Mean Field Game GAN

Shaojun Ma
CSE, Department of Mathematics
Georgia Institute of Technology
Atlanta, GA 30332
[email protected]
&Haomin Zhou
Department of Mathematics
Georgia Institute of Technology
Atlanta, GA 30332
[email protected]
&Hongyuan Zha
School of Data Science
The Chinese University of Hong Kong
Shenzhen, Guangdong 518172
[email protected]

Abstract

We propose a novel mean field games (MFGs) based GAN(generative adversarial network) framework. To be specific, we utilize the Hopf formula in density space to rewrite MFGs as a primal-dual problem so that we are able to train the model via neural networks and samples. Our model is flexible due to the freedom of choosing various functionals within the Hopf formula. Moreover, our formulation mathematically avoids Lipschitz-1 constraint. The correctness and efficiency of our method are validated through several experiments.

1 Introduction

Over the past few years, we have witnessed a great success of generative adversarial networks (GANs) in various applications. Speaking of general settings of GANs, we have two neural networks, one is generator and the other one is discriminator. The goal is to make the generator able to produce samples from noise that matches the distribution of real data. During training process, the discriminator distinguishes the generated sample and real samples while the generator tries to ’fool’ the discriminator until an equilibrium state that the discriminator cannot tell any differences between generated samples and real samples.

Wasserstein GAN (WGAN)[3] made a breakthrough on computation performance since it adopts a more natural distance metric (Wasserstein distance) other than the Total Variation (TV) distance, the Kullback-Leibler (KL) divergence or the Jensen-Shannon (JS) divergence. However most algorithms related to WGAN is based on the Kantorovich duality form of OT(optimal transport) problem, in which we are facing Lipschitz-1 challenge in training process.
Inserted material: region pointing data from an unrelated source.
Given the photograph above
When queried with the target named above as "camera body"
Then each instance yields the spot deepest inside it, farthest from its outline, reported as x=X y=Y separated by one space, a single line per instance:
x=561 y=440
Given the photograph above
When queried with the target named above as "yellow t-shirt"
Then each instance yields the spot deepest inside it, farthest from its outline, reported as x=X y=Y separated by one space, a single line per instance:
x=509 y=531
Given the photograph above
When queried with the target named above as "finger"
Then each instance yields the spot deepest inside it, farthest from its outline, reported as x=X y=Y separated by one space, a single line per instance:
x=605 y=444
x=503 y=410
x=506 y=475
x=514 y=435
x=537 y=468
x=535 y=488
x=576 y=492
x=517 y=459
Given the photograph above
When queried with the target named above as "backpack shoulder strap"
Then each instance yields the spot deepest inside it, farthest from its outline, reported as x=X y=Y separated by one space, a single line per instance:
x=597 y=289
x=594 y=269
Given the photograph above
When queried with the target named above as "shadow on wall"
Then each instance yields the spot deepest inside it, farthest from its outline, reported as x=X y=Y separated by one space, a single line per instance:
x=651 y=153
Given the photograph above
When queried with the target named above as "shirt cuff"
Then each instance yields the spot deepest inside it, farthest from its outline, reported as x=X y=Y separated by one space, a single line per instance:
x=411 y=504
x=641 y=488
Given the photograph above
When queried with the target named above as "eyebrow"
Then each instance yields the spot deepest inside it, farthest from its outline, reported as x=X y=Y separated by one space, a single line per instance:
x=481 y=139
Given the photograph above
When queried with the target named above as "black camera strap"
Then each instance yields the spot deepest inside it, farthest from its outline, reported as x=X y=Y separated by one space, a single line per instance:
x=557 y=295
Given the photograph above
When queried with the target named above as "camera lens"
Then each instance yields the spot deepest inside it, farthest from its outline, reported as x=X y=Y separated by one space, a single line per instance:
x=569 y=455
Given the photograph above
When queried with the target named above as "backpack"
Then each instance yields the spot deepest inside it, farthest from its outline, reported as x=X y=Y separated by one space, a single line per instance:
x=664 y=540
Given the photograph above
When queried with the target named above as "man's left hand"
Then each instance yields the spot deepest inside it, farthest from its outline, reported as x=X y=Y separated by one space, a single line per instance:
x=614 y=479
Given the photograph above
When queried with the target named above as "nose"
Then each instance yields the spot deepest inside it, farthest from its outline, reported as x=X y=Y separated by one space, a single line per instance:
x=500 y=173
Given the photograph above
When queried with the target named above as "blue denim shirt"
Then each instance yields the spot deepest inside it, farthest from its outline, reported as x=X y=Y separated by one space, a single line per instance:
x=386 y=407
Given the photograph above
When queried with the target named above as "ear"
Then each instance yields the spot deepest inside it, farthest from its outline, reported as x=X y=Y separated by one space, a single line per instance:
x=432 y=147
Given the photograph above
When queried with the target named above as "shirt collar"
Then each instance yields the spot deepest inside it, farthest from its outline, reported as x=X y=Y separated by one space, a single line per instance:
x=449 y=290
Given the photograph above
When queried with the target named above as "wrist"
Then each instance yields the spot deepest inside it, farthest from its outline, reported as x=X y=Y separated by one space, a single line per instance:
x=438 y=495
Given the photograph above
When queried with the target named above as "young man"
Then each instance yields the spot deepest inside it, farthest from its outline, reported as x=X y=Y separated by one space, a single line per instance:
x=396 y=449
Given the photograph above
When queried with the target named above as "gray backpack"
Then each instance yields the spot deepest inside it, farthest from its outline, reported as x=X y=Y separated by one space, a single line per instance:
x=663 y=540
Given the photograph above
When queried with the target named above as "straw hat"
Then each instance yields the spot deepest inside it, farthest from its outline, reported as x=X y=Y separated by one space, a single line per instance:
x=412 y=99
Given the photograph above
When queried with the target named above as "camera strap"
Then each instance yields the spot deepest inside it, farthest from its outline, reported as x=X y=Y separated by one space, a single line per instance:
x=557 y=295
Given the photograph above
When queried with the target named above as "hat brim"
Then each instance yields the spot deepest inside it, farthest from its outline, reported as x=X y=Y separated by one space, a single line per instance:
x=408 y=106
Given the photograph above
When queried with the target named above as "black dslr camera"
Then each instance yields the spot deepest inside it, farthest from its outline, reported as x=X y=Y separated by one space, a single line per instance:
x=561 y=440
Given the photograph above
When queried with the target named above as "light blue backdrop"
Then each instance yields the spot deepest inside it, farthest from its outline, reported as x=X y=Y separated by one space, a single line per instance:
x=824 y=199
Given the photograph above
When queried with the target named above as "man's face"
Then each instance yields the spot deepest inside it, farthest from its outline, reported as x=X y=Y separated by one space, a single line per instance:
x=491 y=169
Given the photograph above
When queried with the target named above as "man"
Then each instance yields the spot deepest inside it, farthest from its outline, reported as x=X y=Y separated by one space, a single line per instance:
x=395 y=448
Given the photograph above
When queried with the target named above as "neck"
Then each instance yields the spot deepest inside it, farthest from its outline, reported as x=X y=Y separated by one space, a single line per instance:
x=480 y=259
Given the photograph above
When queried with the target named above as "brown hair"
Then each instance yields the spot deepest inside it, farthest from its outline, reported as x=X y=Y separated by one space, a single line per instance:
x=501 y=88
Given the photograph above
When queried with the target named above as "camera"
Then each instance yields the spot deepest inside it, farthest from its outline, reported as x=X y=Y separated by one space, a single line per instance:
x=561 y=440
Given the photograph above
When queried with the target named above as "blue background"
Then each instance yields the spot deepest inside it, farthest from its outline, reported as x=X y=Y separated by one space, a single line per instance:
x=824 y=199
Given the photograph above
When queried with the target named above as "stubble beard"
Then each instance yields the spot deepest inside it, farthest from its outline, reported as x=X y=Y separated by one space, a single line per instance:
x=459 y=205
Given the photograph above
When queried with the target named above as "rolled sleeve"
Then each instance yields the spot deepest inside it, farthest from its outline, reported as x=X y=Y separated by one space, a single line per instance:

Though several approximated methods have been proposed to realize Lipschitz condition in computations, we aim to find a more mathematical method.

MFGs[12, 16] are problems that model large populations of interacting agents. They have been widely used in economics, finance and data science. In mean field games, a continuum population of small rational agents play a non-cooperative differential game on a time horizon [0, $T$ ]. At the optimum, the agents reach a Nash equilibrium (NE), where they can no longer unilaterally improve their objectives. In our case the NE leads to a PDE system consisting of continuity equation and Hamilton-Jacobi equation which represent the dynamical evolutions of the population density and the cost value respectively, following a similar pattern within the framework of Wasserstein distance[18]. Here the curse of infinite dimensionality in MFGs is overcome by applying Hopf formula in density space.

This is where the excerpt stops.